Цветы к вечеру увяли, скворец ночью спал на жердочке, уткнувшись носиком в грудку, а бабушка не спала. Она лежала все так же неподвижно, так же на спине, так же тихо, - а келейницы думали, что она спит и сами спали.

Наутро, лишь только рассвело, проснулся скворец, почистил свой носик об истертые прутья клетки, глянул глазком на бабушку и поздоровался с нею:

- Спаси, Господи!

Бабушка улыбнулась на него и, дождавшись первого удара колокола, позвала Параскевушку.

- Поди, - сказала она, - в церковь и благословись у матушки-игуменьи: причаститься мне сегодня, и, если благословит, скажи батюшке. Да подай книгу.

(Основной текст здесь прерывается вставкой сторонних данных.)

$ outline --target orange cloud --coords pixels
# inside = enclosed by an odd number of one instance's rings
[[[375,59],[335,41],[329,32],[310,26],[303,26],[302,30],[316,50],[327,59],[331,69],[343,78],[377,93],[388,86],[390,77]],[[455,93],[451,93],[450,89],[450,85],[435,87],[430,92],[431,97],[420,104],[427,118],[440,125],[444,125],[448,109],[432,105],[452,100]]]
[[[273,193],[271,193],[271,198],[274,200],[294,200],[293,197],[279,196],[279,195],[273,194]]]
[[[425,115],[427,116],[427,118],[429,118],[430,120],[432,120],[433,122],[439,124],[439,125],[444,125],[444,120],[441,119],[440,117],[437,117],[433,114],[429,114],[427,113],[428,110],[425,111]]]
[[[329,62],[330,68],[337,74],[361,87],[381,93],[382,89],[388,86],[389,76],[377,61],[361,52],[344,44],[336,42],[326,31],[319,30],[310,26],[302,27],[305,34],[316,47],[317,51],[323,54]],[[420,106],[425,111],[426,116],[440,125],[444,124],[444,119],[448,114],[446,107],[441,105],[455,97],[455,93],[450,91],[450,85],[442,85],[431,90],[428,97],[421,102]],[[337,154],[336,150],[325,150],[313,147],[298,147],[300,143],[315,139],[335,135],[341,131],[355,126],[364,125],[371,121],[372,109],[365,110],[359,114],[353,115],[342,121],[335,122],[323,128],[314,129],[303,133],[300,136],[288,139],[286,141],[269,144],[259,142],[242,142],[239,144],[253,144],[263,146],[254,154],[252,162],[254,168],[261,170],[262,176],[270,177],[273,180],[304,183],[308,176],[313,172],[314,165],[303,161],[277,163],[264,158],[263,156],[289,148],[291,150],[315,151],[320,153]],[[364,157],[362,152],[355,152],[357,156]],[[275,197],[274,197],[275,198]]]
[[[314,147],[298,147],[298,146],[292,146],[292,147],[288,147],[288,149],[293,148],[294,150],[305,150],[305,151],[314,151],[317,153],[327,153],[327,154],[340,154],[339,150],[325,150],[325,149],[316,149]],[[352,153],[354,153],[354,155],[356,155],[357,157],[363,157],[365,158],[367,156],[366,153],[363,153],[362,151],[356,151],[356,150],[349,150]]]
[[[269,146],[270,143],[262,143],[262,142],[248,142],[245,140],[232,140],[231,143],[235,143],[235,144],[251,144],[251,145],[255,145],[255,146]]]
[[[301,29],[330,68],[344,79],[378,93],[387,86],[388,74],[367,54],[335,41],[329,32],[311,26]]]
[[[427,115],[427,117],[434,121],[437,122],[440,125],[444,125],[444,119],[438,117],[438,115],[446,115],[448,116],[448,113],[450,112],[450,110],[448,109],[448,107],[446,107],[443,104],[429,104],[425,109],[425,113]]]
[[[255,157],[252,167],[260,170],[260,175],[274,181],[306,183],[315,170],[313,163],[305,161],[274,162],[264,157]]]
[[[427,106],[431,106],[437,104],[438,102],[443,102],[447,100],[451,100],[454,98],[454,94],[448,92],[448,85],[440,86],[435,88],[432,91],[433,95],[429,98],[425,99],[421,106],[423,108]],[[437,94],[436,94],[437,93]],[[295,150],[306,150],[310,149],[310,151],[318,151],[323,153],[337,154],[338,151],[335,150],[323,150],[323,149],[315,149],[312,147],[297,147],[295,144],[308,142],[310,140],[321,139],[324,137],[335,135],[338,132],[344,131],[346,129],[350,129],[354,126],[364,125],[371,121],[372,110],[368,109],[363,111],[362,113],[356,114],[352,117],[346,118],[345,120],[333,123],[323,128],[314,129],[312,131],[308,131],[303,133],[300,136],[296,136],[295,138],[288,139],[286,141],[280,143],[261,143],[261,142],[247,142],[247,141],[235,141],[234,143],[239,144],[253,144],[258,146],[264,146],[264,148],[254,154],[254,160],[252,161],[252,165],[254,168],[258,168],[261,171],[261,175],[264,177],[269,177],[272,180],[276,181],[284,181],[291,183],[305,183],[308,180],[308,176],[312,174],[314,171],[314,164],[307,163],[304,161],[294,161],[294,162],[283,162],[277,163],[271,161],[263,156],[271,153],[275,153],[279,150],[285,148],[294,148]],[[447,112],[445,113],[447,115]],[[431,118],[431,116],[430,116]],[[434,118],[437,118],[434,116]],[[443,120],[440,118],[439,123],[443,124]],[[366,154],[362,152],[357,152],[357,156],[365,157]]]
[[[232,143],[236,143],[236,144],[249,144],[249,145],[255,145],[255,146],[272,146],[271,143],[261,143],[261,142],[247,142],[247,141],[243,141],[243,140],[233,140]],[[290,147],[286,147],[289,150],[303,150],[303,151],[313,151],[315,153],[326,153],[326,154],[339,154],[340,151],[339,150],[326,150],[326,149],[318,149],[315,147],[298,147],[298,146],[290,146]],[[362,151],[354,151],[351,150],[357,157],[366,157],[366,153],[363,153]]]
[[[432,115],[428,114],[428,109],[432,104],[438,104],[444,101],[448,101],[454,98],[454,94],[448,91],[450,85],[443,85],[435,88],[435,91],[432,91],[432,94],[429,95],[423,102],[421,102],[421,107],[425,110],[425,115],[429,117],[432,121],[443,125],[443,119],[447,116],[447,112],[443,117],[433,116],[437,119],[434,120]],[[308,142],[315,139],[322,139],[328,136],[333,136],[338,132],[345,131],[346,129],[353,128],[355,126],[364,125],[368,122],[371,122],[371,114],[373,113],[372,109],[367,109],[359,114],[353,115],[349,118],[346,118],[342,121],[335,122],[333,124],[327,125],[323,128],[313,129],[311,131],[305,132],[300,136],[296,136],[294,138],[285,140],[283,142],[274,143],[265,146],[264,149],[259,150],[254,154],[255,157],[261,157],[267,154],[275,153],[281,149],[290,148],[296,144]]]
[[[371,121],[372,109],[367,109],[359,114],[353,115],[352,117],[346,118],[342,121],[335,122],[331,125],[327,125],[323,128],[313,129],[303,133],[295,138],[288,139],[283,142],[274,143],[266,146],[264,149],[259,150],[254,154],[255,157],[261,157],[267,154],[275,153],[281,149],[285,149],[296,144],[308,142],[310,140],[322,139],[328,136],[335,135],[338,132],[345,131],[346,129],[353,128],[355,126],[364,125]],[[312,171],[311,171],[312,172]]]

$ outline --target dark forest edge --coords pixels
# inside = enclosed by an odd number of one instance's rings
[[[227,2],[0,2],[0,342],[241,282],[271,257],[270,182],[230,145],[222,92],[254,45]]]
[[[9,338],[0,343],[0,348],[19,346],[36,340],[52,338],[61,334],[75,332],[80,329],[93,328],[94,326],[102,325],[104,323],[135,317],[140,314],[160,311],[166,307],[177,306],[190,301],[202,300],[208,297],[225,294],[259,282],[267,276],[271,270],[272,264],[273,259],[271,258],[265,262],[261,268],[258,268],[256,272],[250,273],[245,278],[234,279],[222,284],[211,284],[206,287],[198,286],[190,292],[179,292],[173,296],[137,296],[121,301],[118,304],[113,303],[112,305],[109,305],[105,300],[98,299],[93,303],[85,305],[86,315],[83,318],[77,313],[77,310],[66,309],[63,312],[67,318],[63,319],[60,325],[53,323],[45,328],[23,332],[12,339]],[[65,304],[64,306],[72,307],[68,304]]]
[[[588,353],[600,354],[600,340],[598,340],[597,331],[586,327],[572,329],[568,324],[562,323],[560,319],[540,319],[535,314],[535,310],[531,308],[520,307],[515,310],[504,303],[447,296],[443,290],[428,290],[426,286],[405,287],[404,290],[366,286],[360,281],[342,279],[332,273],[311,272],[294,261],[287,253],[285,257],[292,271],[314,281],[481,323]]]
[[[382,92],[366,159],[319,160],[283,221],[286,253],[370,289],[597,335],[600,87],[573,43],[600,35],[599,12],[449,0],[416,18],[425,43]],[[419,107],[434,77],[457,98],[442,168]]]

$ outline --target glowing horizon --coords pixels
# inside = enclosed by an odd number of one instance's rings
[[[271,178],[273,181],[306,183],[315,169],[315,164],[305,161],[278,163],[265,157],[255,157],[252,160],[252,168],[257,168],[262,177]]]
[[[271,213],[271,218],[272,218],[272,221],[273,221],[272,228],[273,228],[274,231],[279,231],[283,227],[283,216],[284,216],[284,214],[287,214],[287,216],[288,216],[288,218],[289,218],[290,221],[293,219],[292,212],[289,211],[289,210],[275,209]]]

Бабушка развернула книгу - это было иноческое правило, - положила тут бережно увядшие вчерашние цветы - и стала читать правила. Книга выпадала из ее рук: от слабости она не долго могла держать ее, но, отдохнув, принималась вновь за чтение, а скворец, улучив минуту, когда она не читала и книга лежала на одеяле, говорил ей:

- Спаси, Господи!

Священник принял ее исповедь, приобщил ее Св. Таин, выпил с нею чашку чаю, а когда пришла навестить ее игуменья, встал прощаться и сказал бодро и весело:

- Будем здоровы. Спаси, Господи.

И скворец повторил за ним то же.

С игуменьей же бабушка беседовала долго и, прощаясь, при келейницах повторила:

- Господь меня поднял!

Никто никогда не узнал, какую тихую тайну выразило это слово: "поднял". Но она поднялась с постели; силы к ней возвращались день ото дня, и снова на ее окнах, по ее желанию, появились цветы, и даже велела она келейницам в ящик с землей посадить самых простых и бедных трав и злаков, и любила их больше дорогих цветов, привезенных ей родственниками. Навестил ее и монах-свечник, и она указала ему на скворца и сказала:

- Спасибо тебе, отец. Утешил меня. Не хочу лишать тебя твоего питомца. Возьми.

- Ан, не возьму, - отвечал старик. - Он у тебя не жилец теперь, а житель. Небось, у вас, монашек, ему лучше, чем у нас: не житье, а рай...

_ Спаси, Господи! - отозвался скворец.

- Слышишь, подтверждает!

И ушел от нее радостный.

Бабушка поднялась с постели. Так кончилось ее "искушение", и в рассказе о нем у келейниц про скворца намекалось, что он "смертного" выгнал от бабушки, а бабушку оборонил.